Sometimes we may mismanage our own time; we try to do many things at once in order to feel that we are accomplishing more tasks. But do we really finish the tasks to at least a satisfactory level? Or is it just an illusion that multitasking gives? You may be giving yourself undue stress by not managing your time during and outside of work properly.
Whether it’s because you aspire to achieve many things or your boss/colleagues overloaded you with tasks, there are sure to be times when you have far too much on your plate. Hence, it’s crucial to define your boundaries. If you want to stay in the job for a long time, here are some tips for setting boundaries at your workplace.
1. Know your worth
Knowing your worth or values helps you determine where and how you should set the boundaries. For example, you may have personal commitments that you have to prioritize, such as picking up your child from daycare, or preparing food for your aged parents. In order to have enough time for those commitments, you need to have rigid boundaries around working overtime or being available round the clock.
2. Be clear with your boundaries
Communicate your limits clearly. If you don’t want your boss or colleagues to contact you after working hours, tell him clearly and politely that you’ll only be available for work-related discussions during working hours. In addition, it’s almost vital to clarify what constitutes an “emergency“ or “urgent” especially among your colleagues and clients. Don’t assume that people will judge you because of your strict boundaries, it’s only right to lay out your limits very clearly to avoid any misunderstandings at the workplace.

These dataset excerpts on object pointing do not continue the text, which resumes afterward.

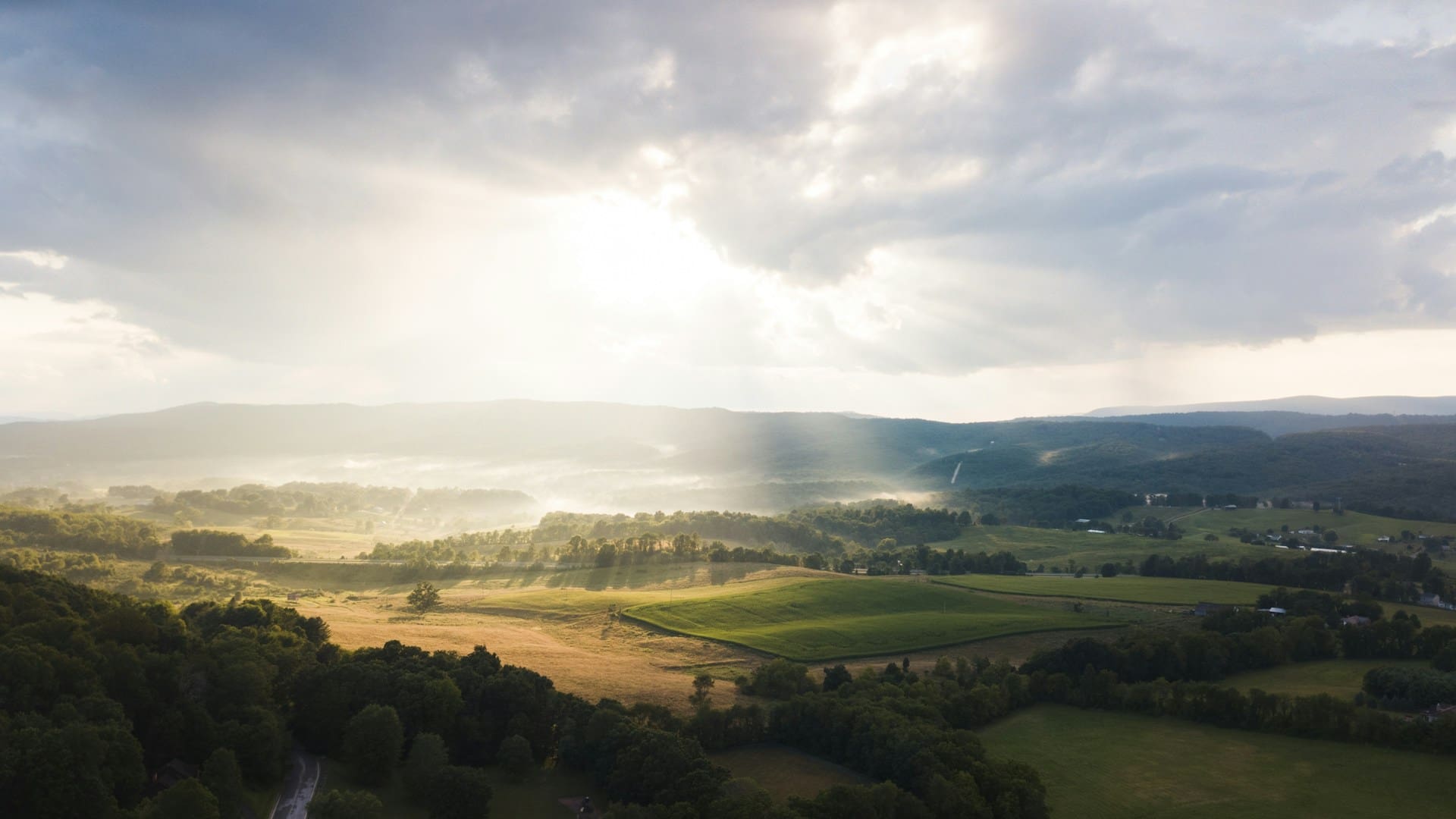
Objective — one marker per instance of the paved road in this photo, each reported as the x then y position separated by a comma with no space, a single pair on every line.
297,787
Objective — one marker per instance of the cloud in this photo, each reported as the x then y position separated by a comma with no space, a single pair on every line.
927,188
39,259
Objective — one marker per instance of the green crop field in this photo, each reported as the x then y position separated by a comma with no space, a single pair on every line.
1055,547
783,771
1337,678
823,620
1126,588
1354,528
1098,764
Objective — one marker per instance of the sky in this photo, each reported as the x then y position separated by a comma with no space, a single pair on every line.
948,210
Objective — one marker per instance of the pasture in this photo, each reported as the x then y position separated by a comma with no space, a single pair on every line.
1337,678
836,618
1056,547
1354,528
1164,591
1098,764
783,771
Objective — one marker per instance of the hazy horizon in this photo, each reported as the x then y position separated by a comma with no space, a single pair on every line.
957,212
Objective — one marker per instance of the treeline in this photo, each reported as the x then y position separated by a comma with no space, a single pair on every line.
77,531
1031,506
827,529
1365,573
102,691
193,542
105,692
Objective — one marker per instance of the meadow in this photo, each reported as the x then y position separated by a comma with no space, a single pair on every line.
1354,528
1055,547
1337,678
1163,768
837,618
785,771
1166,591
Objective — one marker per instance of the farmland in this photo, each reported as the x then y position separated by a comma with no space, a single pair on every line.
837,618
1354,528
783,771
1337,678
1163,768
1056,547
1128,588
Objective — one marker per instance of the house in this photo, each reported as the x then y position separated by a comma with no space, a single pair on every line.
172,773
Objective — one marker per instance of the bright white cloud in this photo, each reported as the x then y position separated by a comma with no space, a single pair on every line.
745,205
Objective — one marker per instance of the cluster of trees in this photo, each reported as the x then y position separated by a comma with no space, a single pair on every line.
194,542
1365,573
77,531
102,691
827,529
892,558
294,499
1410,689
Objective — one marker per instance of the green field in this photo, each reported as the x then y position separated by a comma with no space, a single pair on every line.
1131,589
1055,547
783,771
1337,678
1098,764
1353,526
833,618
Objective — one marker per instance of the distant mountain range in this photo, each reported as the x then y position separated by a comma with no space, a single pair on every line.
609,457
1308,404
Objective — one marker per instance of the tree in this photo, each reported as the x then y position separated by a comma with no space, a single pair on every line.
702,689
425,596
188,799
836,676
427,757
459,793
347,805
372,744
224,779
516,757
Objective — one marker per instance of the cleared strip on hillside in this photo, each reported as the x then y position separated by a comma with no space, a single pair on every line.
840,618
1164,591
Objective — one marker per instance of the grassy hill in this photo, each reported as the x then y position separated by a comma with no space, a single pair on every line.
1163,768
833,618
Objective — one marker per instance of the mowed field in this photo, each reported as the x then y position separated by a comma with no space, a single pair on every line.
1133,589
785,771
836,618
1098,764
1055,547
1337,678
1354,528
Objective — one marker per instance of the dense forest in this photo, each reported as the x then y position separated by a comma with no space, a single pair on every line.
104,692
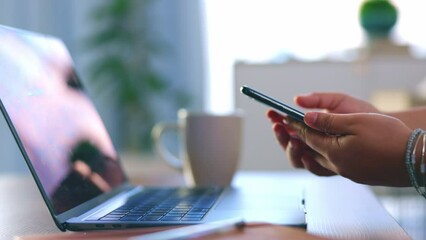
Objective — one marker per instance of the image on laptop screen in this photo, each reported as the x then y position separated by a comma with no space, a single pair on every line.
67,146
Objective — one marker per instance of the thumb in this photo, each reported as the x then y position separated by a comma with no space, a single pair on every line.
334,124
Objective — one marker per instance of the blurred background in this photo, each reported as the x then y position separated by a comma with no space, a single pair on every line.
142,60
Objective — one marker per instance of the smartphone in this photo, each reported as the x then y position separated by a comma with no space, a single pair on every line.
291,112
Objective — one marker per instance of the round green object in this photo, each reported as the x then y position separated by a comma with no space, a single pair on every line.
377,17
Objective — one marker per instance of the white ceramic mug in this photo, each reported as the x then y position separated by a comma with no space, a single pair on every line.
210,149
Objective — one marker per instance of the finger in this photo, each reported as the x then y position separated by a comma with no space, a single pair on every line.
323,132
281,134
327,101
334,124
311,164
295,151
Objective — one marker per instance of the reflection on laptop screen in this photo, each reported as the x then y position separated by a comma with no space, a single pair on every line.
56,125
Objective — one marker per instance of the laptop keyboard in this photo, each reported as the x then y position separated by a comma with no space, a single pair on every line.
175,204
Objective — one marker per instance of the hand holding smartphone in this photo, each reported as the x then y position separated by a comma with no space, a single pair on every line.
291,112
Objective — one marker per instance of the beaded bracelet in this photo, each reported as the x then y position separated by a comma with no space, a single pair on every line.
422,165
410,159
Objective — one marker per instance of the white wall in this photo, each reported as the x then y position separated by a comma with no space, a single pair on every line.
284,81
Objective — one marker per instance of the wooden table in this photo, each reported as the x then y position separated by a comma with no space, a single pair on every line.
345,216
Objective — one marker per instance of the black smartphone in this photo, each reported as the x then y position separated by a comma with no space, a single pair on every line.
291,112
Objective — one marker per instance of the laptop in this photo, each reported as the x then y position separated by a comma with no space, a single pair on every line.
76,167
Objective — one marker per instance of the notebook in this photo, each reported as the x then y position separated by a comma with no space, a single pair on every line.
75,165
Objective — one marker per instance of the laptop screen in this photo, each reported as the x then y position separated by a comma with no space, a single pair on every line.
56,125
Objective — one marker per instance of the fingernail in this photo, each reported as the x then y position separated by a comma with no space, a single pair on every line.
311,118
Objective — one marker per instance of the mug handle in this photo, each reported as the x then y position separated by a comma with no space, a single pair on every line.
157,132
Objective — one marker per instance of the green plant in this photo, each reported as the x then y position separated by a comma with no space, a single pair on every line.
126,45
378,17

3. Voice out any violations immediately
It’s common for people to keep quiet for weeks or even months before bringing up a violation of their boundaries. They would ruminate about the situation and get upset instead of confronting the person or people who violated their boundaries. It’s unhealthy to do so and quite unfair to others since things can transpire during that period of time. Be firm and reinforce your boundary right there and then is more effective than bringing it up after weeks or months later.
4. Give tangible explanations
When you’re defining boundaries at a workplace, avoid talking from your own personal perspective. Keep things professional and focus on giving objective and valid explanations. For example, if your boss is pressuring to meet an impossible deadline, explain to him or her politely why the deadline is too tight with logical reasons instead of saying things like “I’m too tired” or “I don’t have time for this”.
You will seem whiny and only care about yourself. Try to phrase your explanation logically and tell your boss exactly why you think the tight deadline is not going to work. For example, “We don’t have enough manpower to churn out so much work in such a short time” or “we can’t neglect other clients/projects and allocate all resources on this project”.
5. Be ready for violations
It’s important to prepare yourself from possible violation of your boundaries and think about how you should react. For example, if you receive a text message from your client during the weekend, what’s your plan of action? Will you reply immediately or wait till Monday morning? These are things that you should think about so that you know what to do when you’re in such situation.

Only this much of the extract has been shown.